The Grand Duchy of Hesse State Railways (Großherzoglich Hessischen Staatseisenbahnen) belonged to the Länderbahnen at the time of the German Empire. In the 19th century, the Grand Duchy of Hesse consisted of three provinces. Between the rivers Rhine, Main, and Neckar, the province of Starkenburg embraced the Odenwald and the Hessian Ried. It also included the ducal residence of Darmstadt. West of the Rhine was the province of Rhenish Hesse (Rheinhessen), with the towns of Mainz, Worms, and Bingen. The province of Upper Hesse (Oberhessen), which included the Vogelsberg and the Wetterau, was not directly linked by land to the others.
As a result of its lack of territorial integrity, the state did not initially build its own state railway. Rather, it took part in joint state railway projects with its neighbouring states. These were the:
- Main-Neckar Railway with Frankfurt and Baden
- Main-Weser Railway with Frankfurt and Kurhessen
- Frankfurt-Offenbach Local Railway with the Free City of Frankfurt

As for the rest, a large number of projects by the private Hessian Ludwig Railway Company were encouraged. Not until 1876 did the Grand Duchy of Hesse found its own state railway. Its basis was the acquisition of the Upper Hessian Railway Company. This opened and operated the Vogelsberg and Lahn-Kinzig lines from Giessen between 1869 and 1871. In 1880, of a total of 175.8 km of route, 147.2 km lay in Hessen-Darmstadt and 28.0 km in Prussia.
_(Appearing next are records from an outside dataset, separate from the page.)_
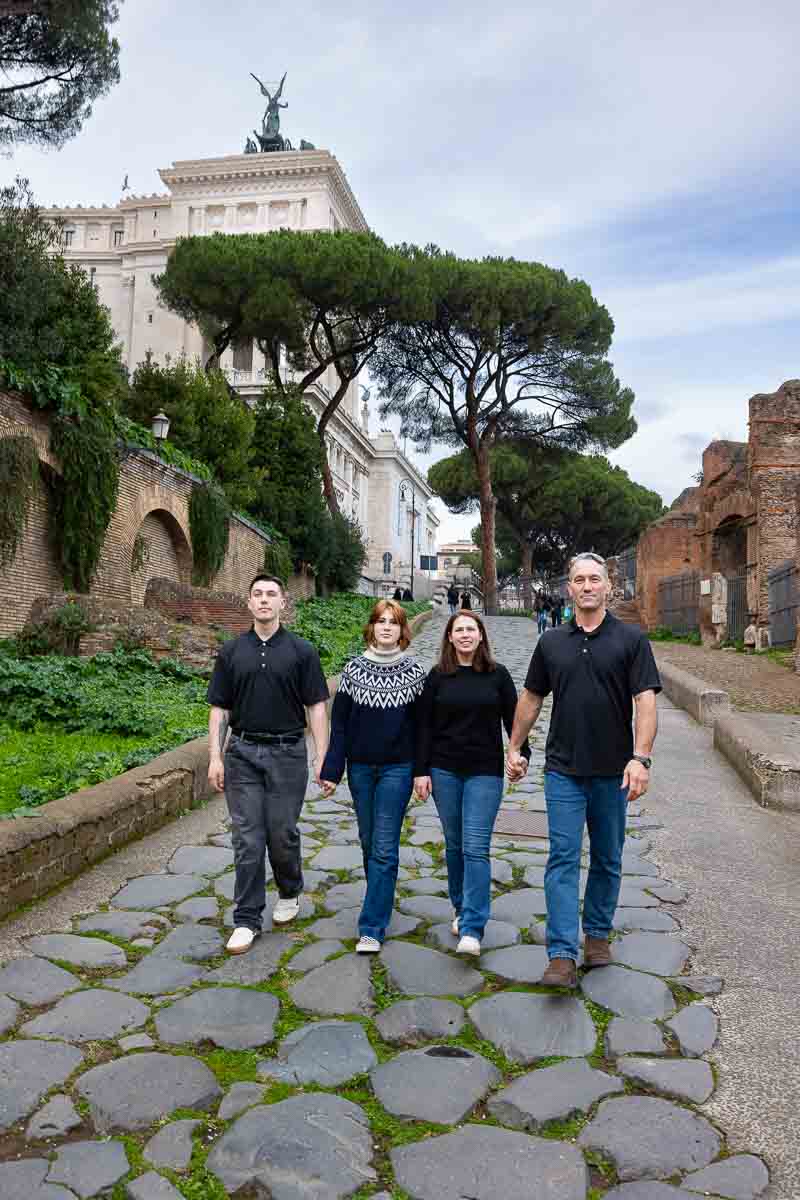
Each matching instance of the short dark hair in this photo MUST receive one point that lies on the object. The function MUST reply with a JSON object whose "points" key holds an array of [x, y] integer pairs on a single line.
{"points": [[266, 579]]}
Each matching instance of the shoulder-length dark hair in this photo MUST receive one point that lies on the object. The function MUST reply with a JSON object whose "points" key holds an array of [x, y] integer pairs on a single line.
{"points": [[483, 658]]}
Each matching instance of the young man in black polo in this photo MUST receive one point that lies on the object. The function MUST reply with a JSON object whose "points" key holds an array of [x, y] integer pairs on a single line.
{"points": [[595, 762], [263, 681]]}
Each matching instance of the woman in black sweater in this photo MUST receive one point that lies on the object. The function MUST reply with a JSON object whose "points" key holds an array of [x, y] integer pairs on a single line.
{"points": [[373, 732], [468, 697]]}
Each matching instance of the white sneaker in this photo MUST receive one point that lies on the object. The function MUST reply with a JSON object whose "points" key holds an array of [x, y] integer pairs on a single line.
{"points": [[240, 941], [286, 910], [469, 946]]}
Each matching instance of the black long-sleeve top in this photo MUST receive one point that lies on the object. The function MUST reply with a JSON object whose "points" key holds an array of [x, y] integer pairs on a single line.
{"points": [[459, 721]]}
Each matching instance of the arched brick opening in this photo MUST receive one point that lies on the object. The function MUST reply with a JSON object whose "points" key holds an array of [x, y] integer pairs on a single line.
{"points": [[160, 550]]}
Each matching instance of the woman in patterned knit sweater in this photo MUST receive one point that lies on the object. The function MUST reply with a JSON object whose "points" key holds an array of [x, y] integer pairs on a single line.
{"points": [[373, 731]]}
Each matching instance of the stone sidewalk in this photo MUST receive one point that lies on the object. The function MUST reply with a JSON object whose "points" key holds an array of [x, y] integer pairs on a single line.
{"points": [[138, 1061]]}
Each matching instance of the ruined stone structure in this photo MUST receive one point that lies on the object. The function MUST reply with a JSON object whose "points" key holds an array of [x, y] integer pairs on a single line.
{"points": [[740, 521]]}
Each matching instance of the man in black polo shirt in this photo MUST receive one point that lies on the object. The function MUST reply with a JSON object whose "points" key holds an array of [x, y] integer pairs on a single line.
{"points": [[263, 682], [596, 667]]}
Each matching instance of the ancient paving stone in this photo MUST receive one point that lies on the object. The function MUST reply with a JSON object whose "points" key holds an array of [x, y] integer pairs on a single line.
{"points": [[124, 924], [497, 934], [423, 1019], [426, 886], [287, 1149], [653, 919], [238, 1098], [704, 985], [685, 1079], [151, 891], [89, 1017], [8, 1013], [346, 895], [485, 1163], [696, 1029], [156, 975], [89, 1167], [337, 988], [200, 861], [656, 953], [78, 952], [528, 1026], [29, 1069], [630, 1035], [417, 971], [136, 1042], [25, 1181], [198, 909], [132, 1092], [519, 907], [151, 1187], [232, 1018], [439, 1084], [667, 892], [326, 1053], [739, 1177], [337, 858], [172, 1146], [629, 993], [314, 954], [428, 907], [58, 1117], [552, 1093], [36, 981], [190, 941], [648, 1138], [521, 964]]}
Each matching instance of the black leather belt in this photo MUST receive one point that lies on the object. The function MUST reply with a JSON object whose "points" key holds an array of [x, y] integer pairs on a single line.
{"points": [[269, 739]]}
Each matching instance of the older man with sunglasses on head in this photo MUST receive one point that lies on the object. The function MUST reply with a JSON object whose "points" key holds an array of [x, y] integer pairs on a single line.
{"points": [[597, 759]]}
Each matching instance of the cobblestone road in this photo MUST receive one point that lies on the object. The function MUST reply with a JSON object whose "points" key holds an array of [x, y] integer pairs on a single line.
{"points": [[137, 1057]]}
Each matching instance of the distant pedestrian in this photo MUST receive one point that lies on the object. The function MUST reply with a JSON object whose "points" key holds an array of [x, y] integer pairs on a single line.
{"points": [[262, 684], [373, 727], [596, 667], [468, 697]]}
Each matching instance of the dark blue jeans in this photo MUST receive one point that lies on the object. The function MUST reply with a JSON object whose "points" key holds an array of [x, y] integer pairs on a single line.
{"points": [[467, 808], [380, 795], [600, 803]]}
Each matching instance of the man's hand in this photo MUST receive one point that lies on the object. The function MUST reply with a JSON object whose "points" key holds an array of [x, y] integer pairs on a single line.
{"points": [[636, 779], [516, 766], [422, 786], [217, 774]]}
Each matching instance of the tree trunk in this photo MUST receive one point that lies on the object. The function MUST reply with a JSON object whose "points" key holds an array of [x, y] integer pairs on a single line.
{"points": [[488, 505], [527, 573]]}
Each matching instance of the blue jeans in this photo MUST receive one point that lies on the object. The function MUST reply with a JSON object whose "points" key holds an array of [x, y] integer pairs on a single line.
{"points": [[601, 803], [380, 793], [467, 809]]}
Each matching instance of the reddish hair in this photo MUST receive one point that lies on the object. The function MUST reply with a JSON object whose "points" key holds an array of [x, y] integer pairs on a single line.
{"points": [[483, 658], [397, 612]]}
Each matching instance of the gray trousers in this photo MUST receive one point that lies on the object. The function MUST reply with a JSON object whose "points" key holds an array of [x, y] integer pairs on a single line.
{"points": [[265, 786]]}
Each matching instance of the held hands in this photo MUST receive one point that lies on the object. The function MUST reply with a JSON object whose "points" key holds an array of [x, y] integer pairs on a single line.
{"points": [[516, 766], [422, 786], [636, 779]]}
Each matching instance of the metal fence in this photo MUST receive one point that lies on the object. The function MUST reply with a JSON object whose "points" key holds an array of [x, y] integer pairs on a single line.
{"points": [[738, 605], [678, 603], [785, 601]]}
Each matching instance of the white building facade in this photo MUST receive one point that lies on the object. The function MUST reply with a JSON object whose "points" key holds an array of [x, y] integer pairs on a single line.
{"points": [[121, 249]]}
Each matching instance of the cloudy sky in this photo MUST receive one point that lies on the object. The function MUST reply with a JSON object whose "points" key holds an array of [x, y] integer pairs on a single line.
{"points": [[653, 150]]}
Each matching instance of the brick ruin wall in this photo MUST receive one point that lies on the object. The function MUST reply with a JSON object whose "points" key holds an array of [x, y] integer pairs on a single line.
{"points": [[146, 546]]}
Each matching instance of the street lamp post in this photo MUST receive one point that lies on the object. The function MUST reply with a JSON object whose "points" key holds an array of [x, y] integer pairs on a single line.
{"points": [[410, 485]]}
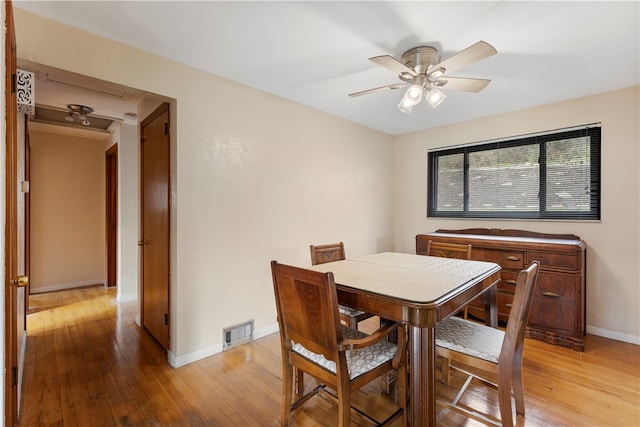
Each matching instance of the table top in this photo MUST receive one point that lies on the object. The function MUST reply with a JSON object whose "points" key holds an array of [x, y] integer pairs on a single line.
{"points": [[417, 279]]}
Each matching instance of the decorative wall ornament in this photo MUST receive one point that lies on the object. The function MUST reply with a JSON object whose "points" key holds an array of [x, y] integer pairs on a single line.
{"points": [[26, 92]]}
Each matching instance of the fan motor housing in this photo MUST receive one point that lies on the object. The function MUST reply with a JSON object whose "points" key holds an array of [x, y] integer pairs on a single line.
{"points": [[420, 58]]}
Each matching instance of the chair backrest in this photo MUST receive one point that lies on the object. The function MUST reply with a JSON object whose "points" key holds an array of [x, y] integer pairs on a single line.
{"points": [[519, 315], [449, 250], [327, 253], [307, 305]]}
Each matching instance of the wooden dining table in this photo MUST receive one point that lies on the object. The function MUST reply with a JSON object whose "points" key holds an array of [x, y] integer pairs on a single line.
{"points": [[419, 291]]}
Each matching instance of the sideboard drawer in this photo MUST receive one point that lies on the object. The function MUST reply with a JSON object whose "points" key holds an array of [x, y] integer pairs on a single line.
{"points": [[508, 281], [567, 261], [506, 258]]}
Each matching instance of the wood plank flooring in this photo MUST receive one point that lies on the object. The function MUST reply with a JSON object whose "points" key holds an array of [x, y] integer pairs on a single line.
{"points": [[88, 364]]}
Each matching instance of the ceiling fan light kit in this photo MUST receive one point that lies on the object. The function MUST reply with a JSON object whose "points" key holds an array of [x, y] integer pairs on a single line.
{"points": [[81, 110], [421, 69]]}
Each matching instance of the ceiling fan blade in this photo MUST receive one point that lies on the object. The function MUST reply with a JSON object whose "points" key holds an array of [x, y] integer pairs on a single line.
{"points": [[379, 89], [390, 63], [462, 83], [468, 56]]}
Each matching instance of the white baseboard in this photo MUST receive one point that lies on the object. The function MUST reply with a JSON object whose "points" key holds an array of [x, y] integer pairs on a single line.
{"points": [[614, 335], [71, 285], [128, 298], [178, 361]]}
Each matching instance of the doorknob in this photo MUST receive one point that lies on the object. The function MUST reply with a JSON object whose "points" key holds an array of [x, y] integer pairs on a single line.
{"points": [[20, 281]]}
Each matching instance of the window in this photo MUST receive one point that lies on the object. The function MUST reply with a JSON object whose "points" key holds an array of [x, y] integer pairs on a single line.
{"points": [[554, 175]]}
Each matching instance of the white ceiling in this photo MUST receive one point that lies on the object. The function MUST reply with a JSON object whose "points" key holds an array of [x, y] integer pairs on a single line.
{"points": [[316, 53]]}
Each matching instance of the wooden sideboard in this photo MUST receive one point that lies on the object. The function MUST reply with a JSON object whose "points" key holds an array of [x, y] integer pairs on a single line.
{"points": [[558, 309]]}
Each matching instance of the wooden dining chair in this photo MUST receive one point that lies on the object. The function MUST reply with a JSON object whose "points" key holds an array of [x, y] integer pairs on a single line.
{"points": [[314, 341], [335, 252], [483, 349]]}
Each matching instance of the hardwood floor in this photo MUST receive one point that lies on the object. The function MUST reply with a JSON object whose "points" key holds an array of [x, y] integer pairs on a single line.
{"points": [[88, 364]]}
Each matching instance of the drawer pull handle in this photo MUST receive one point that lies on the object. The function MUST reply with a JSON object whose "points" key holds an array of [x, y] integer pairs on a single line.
{"points": [[551, 294]]}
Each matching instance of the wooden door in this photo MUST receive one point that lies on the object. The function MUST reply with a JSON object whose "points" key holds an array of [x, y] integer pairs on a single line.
{"points": [[111, 215], [155, 157], [14, 279]]}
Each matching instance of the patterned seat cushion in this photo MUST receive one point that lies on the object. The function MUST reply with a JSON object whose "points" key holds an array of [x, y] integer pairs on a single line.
{"points": [[351, 312], [360, 360], [470, 338]]}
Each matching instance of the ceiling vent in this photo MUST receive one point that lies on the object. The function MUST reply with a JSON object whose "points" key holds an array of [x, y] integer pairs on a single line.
{"points": [[57, 116]]}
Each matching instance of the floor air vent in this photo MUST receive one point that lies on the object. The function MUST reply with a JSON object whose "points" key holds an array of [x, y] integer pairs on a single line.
{"points": [[237, 334]]}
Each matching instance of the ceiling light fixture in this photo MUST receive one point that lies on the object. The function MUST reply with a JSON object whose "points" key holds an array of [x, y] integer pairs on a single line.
{"points": [[81, 110], [419, 86]]}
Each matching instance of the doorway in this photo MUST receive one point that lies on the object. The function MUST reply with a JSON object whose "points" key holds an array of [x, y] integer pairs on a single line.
{"points": [[155, 165], [111, 214]]}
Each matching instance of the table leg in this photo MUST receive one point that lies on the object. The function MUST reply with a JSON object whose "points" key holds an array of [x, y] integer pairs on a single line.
{"points": [[491, 306], [422, 371]]}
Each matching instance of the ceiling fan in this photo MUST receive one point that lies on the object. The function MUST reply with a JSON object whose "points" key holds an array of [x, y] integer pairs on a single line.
{"points": [[420, 69]]}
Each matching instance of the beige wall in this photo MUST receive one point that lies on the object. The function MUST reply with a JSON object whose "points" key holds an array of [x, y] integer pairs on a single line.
{"points": [[255, 178], [67, 211], [613, 254]]}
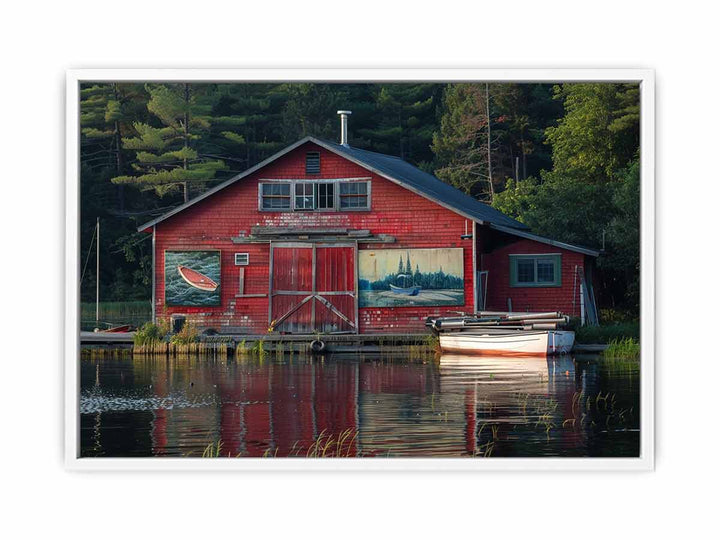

After its transition into state ownership, the network was expanded in accordance with a statute of 29 May 1884, by three branch lines, that fed into the Giessen-Gelnhausen line in the Vogelsberg region:

- Nidda-Schotten railway from 26 May 1888
- Stockheim-Gedern railway	from 1 October 1888
- Hungen-Laubach railway from 1 June 1890
Another state branch line, the Eberstadt-Pfungstadt railway, was opened on 20 December 1886. It was only 1.9 km long and was operated by the "Main-Neckar Railway", but had its own staff, locomotives, and coaches.

In 1897, the Hessian State Railways were merged into the Prussian-Hessian Railway Company.